Galileo's argument is that the theory where heavier objects fall faster is inconsistent a priori, because affixing a small stone to a larger stone would cause the composed object to fall faster than the smaller stone was falling when it was free. However, there is no logical contradiction here: what could happen is that the combined object would have an acceleration that is the (weighted) average of the acceleration of the components - slower than the lighter object but faster then the heavier object.
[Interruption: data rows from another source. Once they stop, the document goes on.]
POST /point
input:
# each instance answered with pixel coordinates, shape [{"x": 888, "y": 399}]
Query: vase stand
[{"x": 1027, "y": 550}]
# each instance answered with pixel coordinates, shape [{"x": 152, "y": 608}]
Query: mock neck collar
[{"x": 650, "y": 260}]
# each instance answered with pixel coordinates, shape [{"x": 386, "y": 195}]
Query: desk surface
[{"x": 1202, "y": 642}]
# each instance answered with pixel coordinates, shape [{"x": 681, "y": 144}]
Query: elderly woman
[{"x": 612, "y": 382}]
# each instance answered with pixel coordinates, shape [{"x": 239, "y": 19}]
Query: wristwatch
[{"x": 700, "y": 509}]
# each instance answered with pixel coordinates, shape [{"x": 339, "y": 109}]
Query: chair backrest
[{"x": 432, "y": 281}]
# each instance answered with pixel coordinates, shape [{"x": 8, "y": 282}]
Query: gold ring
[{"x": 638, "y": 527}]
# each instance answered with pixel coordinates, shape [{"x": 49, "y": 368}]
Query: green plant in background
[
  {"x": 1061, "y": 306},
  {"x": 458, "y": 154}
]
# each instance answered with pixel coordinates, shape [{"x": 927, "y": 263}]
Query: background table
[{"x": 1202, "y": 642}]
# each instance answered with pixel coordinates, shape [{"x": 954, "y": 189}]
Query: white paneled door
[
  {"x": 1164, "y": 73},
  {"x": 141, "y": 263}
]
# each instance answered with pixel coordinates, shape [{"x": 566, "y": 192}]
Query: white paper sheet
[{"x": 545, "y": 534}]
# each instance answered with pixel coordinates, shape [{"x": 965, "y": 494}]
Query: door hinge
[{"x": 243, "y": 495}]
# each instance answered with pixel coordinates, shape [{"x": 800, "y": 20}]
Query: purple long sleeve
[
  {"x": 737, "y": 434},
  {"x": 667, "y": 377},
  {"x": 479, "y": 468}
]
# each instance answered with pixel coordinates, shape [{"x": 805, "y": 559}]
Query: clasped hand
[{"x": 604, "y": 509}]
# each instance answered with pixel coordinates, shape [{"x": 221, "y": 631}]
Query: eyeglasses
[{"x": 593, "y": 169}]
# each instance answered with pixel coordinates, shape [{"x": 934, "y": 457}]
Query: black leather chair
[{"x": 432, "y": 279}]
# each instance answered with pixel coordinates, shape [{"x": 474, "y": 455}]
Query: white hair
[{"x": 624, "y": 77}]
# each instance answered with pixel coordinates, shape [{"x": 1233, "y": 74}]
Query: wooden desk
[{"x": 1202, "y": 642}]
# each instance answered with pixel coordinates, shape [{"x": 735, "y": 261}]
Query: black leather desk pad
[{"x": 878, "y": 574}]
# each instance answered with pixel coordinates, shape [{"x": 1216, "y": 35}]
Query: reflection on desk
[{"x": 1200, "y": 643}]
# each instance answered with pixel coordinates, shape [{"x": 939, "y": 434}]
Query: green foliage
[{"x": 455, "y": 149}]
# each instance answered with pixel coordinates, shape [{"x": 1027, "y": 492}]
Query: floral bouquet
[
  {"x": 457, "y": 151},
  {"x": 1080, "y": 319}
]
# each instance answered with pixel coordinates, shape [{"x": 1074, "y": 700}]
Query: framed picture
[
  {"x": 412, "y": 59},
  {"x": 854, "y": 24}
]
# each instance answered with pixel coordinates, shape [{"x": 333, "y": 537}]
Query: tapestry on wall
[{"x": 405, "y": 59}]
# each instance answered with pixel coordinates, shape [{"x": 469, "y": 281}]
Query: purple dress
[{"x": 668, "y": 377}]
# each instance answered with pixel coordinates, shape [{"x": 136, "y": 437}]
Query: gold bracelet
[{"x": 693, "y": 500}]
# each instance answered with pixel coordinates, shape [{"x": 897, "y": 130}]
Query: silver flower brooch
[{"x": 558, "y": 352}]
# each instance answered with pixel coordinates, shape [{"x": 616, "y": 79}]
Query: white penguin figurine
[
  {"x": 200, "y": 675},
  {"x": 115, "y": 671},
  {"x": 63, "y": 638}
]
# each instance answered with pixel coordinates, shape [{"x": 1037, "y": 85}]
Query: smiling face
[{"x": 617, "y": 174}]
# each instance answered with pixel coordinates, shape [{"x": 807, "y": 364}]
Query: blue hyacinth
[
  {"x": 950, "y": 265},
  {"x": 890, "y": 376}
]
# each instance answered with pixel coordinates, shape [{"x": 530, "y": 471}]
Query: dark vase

In fact, this is exactly what happens in an electric field: if you have two objects with the same mass but different negative charge moving towards a large positive charge, they will accelerate at different rates (the one with the bigger negative charge will "fall" faster). If you then tie the two objects together, you'll get a combined object that has more mass and more charge; the total electric force will increase, but its larger total mass will mean that it accelerates less. Alternatively, you can explain it as the less charged object dragging the heavier object down, such that the combined object moves at an average of their speeds.

The fact that this doesn't happen with gravity is a very special property of gravity, that only experiments can prove. A priori, gravitational mass/charge could have been entirely unrelated to intertial mass, just like electrical charge. Only much later, with Einstein's general relativity, did we get an explanation of gravity that makes this more than a coincidence - and it turns out that gravity is not a force at all, at least not one that acts on objects.

1 comments

My first reaction to your objection was that the informal theory "heavier objects fall faster" inherently has one parameter per object (and that Galileo's objection more or less goes through against it) whereas you are discussing a two parameter theory. But on reflection I think you are right: "heaviness" could simply describe a derived quantity weight/mass.